Made in Abyss é baseado em um mangá escrito e ilustrado por Akihito Tsukushi. O mangá, que começou a ser escrito em 2012 e continua em andamento, mas é escrito em um ritmo bem lento, com apenas 12 volumes publicados até agora. O anime por enquanto tem duas temporadas, somando 25 episódios (todos disponíveis na Netflix) e mais um filme (Made in Abyss: O Amanhecer de uma Alma Profunda, de 2020, não presente na Netflix, e que deve ser assistido entre a 1ª e 2ª temporadas). Os 25 primeiros episódios do anime equivalem aos 10 primeiros volumes do mangá. Ao vencer o prêmio máximo de "Anime do Ano" do Crunchyroll Anime Awards de 2017 - evento do canal de streaming especializado em animes Crunchyroll - Made in Abyss ganhou projeção internacional.

A história se passa em um universo de fantasia, onde em uma ilha temos uma enorme cratera de nome "Abismo" e bem peculiar: com quilômetros de profundidade - muitos deles ainda inexplorados - ela abriga ruínas e relíquias de antigas civilizações, além de criaturas fantásticas e perigosas variadas. Então toda uma comunidade é criada em torno desta cratera, com aventureiros vivendo apenas de explorá-la.

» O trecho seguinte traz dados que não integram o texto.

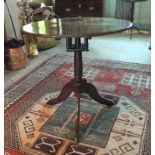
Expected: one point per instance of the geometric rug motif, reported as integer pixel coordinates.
(103, 131)
(128, 81)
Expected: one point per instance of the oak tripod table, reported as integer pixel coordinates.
(77, 31)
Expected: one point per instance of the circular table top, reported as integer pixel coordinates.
(77, 27)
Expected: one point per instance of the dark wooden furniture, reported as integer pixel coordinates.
(76, 8)
(77, 32)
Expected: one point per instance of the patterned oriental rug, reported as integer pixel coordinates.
(33, 128)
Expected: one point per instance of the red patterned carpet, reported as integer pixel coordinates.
(33, 128)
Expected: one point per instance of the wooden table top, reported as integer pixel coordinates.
(77, 27)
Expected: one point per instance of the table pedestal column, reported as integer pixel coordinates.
(78, 84)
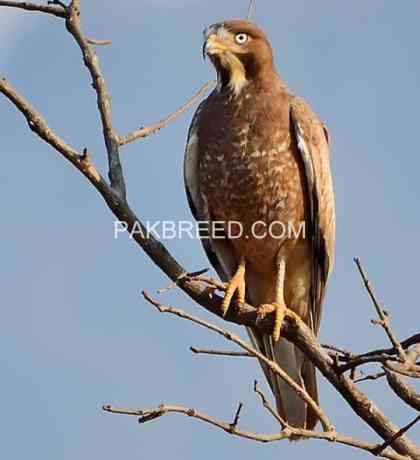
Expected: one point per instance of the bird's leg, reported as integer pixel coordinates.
(279, 307)
(235, 285)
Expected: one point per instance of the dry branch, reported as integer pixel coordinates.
(296, 332)
(384, 319)
(148, 130)
(55, 10)
(146, 415)
(273, 366)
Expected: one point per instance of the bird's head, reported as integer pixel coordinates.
(240, 52)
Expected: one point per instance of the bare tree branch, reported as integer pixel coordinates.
(238, 354)
(146, 415)
(403, 430)
(93, 41)
(148, 130)
(91, 61)
(300, 391)
(55, 10)
(404, 391)
(114, 196)
(384, 320)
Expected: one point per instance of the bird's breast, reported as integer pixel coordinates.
(246, 175)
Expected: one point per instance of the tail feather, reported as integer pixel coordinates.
(289, 405)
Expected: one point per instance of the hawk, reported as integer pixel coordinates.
(258, 156)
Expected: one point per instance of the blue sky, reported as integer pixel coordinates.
(74, 331)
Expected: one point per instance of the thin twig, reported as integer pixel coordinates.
(269, 407)
(94, 41)
(251, 10)
(403, 430)
(370, 377)
(289, 433)
(235, 422)
(148, 130)
(384, 320)
(404, 391)
(300, 391)
(238, 354)
(55, 10)
(184, 276)
(297, 333)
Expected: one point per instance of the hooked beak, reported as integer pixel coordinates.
(213, 45)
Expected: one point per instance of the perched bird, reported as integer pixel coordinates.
(259, 157)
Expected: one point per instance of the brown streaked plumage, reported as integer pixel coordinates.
(258, 154)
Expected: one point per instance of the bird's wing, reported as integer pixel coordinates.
(218, 252)
(313, 145)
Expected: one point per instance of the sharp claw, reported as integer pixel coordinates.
(236, 285)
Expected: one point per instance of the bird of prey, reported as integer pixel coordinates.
(257, 155)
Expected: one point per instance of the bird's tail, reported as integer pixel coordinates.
(289, 405)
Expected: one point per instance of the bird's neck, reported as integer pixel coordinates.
(235, 82)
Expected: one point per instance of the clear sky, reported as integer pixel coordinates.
(74, 332)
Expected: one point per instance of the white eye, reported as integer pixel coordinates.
(241, 38)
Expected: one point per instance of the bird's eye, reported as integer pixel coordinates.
(241, 38)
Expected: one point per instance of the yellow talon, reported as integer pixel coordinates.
(281, 312)
(236, 285)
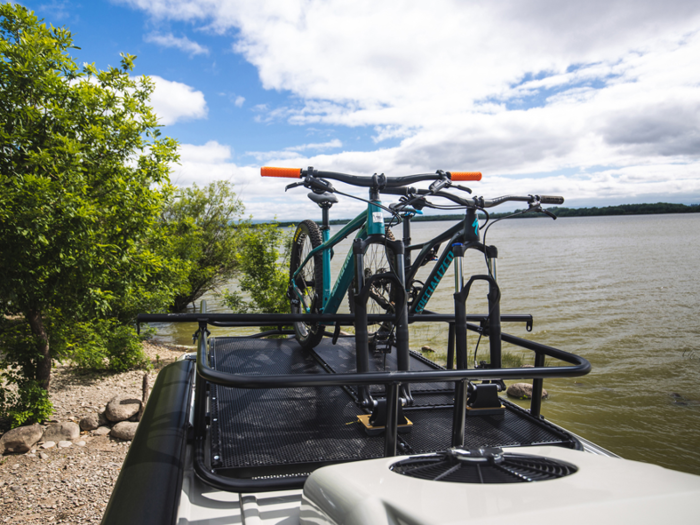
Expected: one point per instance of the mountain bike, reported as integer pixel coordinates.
(310, 289)
(465, 233)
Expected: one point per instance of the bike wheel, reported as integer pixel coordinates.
(307, 289)
(382, 297)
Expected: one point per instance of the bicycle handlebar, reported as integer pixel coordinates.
(379, 181)
(477, 202)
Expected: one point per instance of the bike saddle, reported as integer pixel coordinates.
(325, 199)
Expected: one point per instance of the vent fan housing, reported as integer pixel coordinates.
(486, 465)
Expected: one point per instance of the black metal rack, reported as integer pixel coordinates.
(267, 412)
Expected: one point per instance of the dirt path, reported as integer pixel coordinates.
(73, 485)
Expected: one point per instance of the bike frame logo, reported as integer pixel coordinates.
(436, 280)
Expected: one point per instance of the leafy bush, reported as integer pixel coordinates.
(263, 261)
(27, 403)
(106, 345)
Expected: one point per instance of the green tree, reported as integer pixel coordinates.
(264, 270)
(204, 225)
(83, 178)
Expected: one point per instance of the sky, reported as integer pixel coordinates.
(597, 101)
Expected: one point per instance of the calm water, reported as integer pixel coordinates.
(623, 292)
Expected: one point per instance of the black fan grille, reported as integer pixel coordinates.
(508, 468)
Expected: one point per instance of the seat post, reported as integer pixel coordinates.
(325, 217)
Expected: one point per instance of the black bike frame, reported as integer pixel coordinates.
(465, 232)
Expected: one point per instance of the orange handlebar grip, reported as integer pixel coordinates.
(289, 173)
(465, 175)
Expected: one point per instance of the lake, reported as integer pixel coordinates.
(623, 292)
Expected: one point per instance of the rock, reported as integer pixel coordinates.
(121, 408)
(124, 430)
(523, 391)
(102, 431)
(62, 432)
(90, 422)
(20, 439)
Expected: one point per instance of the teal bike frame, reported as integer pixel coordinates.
(368, 223)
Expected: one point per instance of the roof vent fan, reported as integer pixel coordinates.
(484, 465)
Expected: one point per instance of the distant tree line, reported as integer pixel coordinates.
(622, 209)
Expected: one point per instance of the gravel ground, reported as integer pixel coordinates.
(73, 485)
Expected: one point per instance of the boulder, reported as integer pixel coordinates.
(62, 432)
(523, 391)
(102, 431)
(20, 439)
(90, 422)
(121, 408)
(124, 430)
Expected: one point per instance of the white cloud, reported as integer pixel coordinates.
(511, 88)
(175, 101)
(181, 43)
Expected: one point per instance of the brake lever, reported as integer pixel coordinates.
(538, 207)
(463, 188)
(438, 185)
(549, 213)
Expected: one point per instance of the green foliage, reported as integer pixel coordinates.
(84, 174)
(27, 404)
(22, 400)
(106, 344)
(264, 270)
(204, 226)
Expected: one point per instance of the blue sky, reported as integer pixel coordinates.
(598, 101)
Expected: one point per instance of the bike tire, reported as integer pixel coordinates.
(382, 300)
(309, 281)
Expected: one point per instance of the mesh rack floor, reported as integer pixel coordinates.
(258, 432)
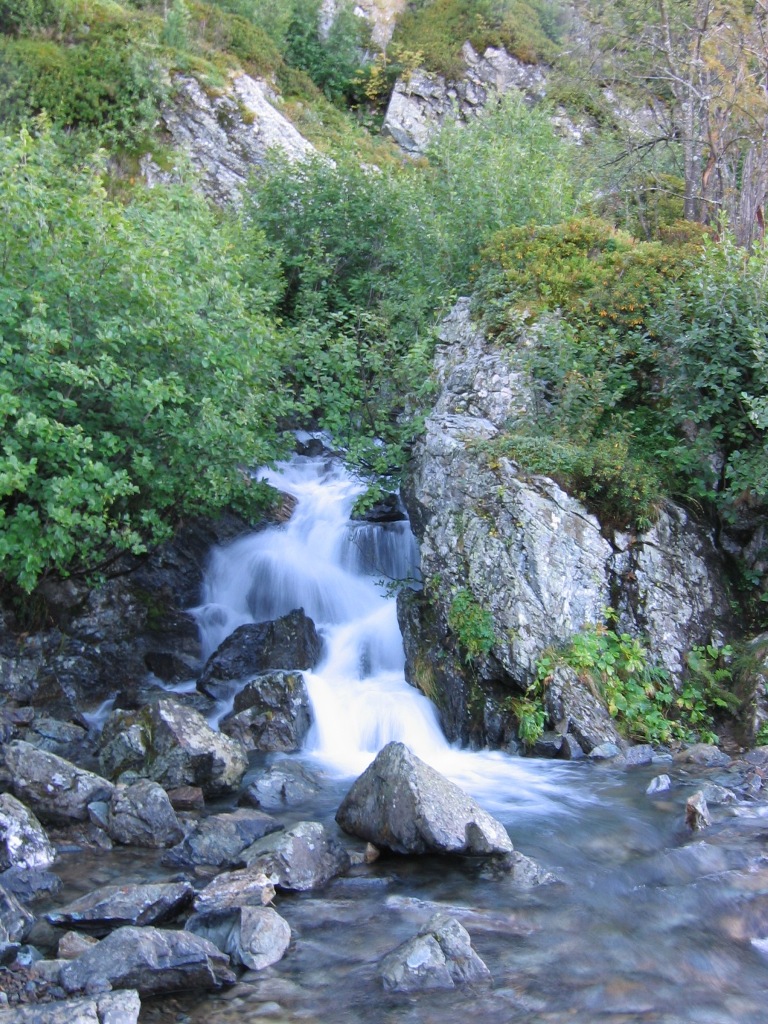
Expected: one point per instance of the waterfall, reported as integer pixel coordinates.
(338, 570)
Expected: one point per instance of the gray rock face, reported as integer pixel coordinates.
(220, 839)
(253, 936)
(290, 642)
(402, 804)
(529, 556)
(173, 745)
(227, 135)
(142, 815)
(57, 790)
(107, 1008)
(24, 843)
(152, 961)
(440, 955)
(300, 858)
(421, 102)
(271, 713)
(114, 906)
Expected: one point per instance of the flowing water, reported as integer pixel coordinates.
(646, 922)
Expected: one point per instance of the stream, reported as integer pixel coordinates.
(644, 922)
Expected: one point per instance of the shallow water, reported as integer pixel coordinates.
(646, 923)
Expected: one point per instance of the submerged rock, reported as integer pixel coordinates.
(57, 790)
(271, 713)
(300, 858)
(173, 745)
(253, 936)
(105, 1008)
(151, 960)
(114, 906)
(440, 955)
(402, 804)
(24, 842)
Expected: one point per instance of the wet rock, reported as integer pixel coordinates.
(220, 839)
(247, 887)
(55, 788)
(253, 936)
(24, 843)
(300, 858)
(173, 745)
(107, 1008)
(141, 815)
(290, 642)
(662, 783)
(696, 812)
(568, 700)
(402, 804)
(440, 955)
(114, 906)
(15, 921)
(72, 944)
(152, 961)
(271, 713)
(284, 784)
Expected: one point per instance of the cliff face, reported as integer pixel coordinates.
(518, 547)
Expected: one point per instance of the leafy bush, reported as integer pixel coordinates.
(138, 372)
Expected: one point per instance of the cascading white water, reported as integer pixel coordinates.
(337, 570)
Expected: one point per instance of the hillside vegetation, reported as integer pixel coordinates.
(155, 347)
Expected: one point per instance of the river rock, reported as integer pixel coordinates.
(152, 961)
(289, 642)
(114, 906)
(220, 839)
(24, 843)
(105, 1008)
(247, 887)
(402, 804)
(302, 857)
(173, 745)
(141, 815)
(283, 784)
(440, 955)
(57, 790)
(271, 713)
(253, 936)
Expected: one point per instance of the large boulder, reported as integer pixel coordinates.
(171, 744)
(114, 906)
(57, 790)
(305, 856)
(220, 839)
(24, 843)
(402, 804)
(151, 960)
(271, 713)
(141, 815)
(253, 936)
(440, 955)
(289, 642)
(105, 1008)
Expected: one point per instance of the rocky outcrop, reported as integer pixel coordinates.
(227, 133)
(150, 960)
(402, 804)
(440, 955)
(173, 745)
(528, 556)
(422, 101)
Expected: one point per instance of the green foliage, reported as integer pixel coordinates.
(472, 625)
(138, 373)
(438, 29)
(637, 692)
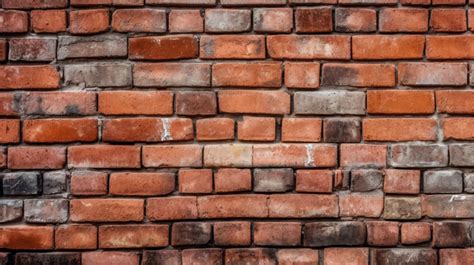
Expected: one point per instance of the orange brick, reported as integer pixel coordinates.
(48, 21)
(60, 130)
(301, 130)
(106, 210)
(378, 47)
(302, 75)
(403, 20)
(455, 101)
(393, 129)
(400, 102)
(256, 129)
(442, 20)
(315, 181)
(458, 128)
(88, 21)
(76, 237)
(215, 129)
(195, 180)
(142, 183)
(9, 131)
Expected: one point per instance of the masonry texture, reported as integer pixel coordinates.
(237, 132)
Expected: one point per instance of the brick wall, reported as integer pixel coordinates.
(251, 132)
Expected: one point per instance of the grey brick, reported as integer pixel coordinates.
(330, 102)
(46, 210)
(418, 155)
(227, 20)
(54, 182)
(442, 181)
(273, 180)
(461, 155)
(323, 234)
(102, 46)
(21, 183)
(98, 75)
(10, 210)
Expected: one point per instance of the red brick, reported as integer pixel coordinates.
(381, 233)
(232, 180)
(172, 156)
(232, 47)
(195, 103)
(302, 206)
(273, 20)
(247, 75)
(415, 233)
(13, 21)
(136, 102)
(232, 233)
(295, 155)
(297, 256)
(358, 75)
(256, 129)
(215, 129)
(378, 47)
(104, 156)
(147, 130)
(255, 102)
(88, 21)
(450, 47)
(458, 128)
(88, 183)
(172, 75)
(308, 47)
(60, 130)
(313, 20)
(277, 234)
(456, 256)
(109, 257)
(442, 20)
(9, 131)
(32, 157)
(141, 183)
(185, 21)
(232, 206)
(301, 130)
(162, 48)
(302, 75)
(400, 102)
(400, 181)
(133, 236)
(48, 21)
(454, 101)
(76, 237)
(139, 20)
(361, 204)
(403, 20)
(315, 181)
(29, 77)
(356, 20)
(399, 129)
(106, 210)
(24, 237)
(432, 74)
(171, 208)
(342, 256)
(363, 155)
(195, 180)
(58, 103)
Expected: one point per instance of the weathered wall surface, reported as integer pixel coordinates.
(236, 132)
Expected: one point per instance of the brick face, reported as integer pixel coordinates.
(236, 132)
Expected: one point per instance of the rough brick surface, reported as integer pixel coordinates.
(229, 132)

(Viram como a premissa entre os dois mangás / animes é bem parecida, meio que só trocando a "masmorra" pelo "abismo"? Pois é! Quase repeti o mesmo texto para ambos! Porém vocês verão que as similaridades vão começar a diminuir a partir de agora...)

Começamos Made in Abyss conhecendo Riko, uma menina de doze anos, e exploradora iniciante. Em uma de suas primeiras descidas, ela encontra Reg, um robô com aparência e mente de garoto, sofrendo de amnésia, com quem faz amizade. Após alguns eventos ela e Reg partem sozinhos - e em segredo - ao fundo do Abismo, em busca da desaparecida mãe de Riko.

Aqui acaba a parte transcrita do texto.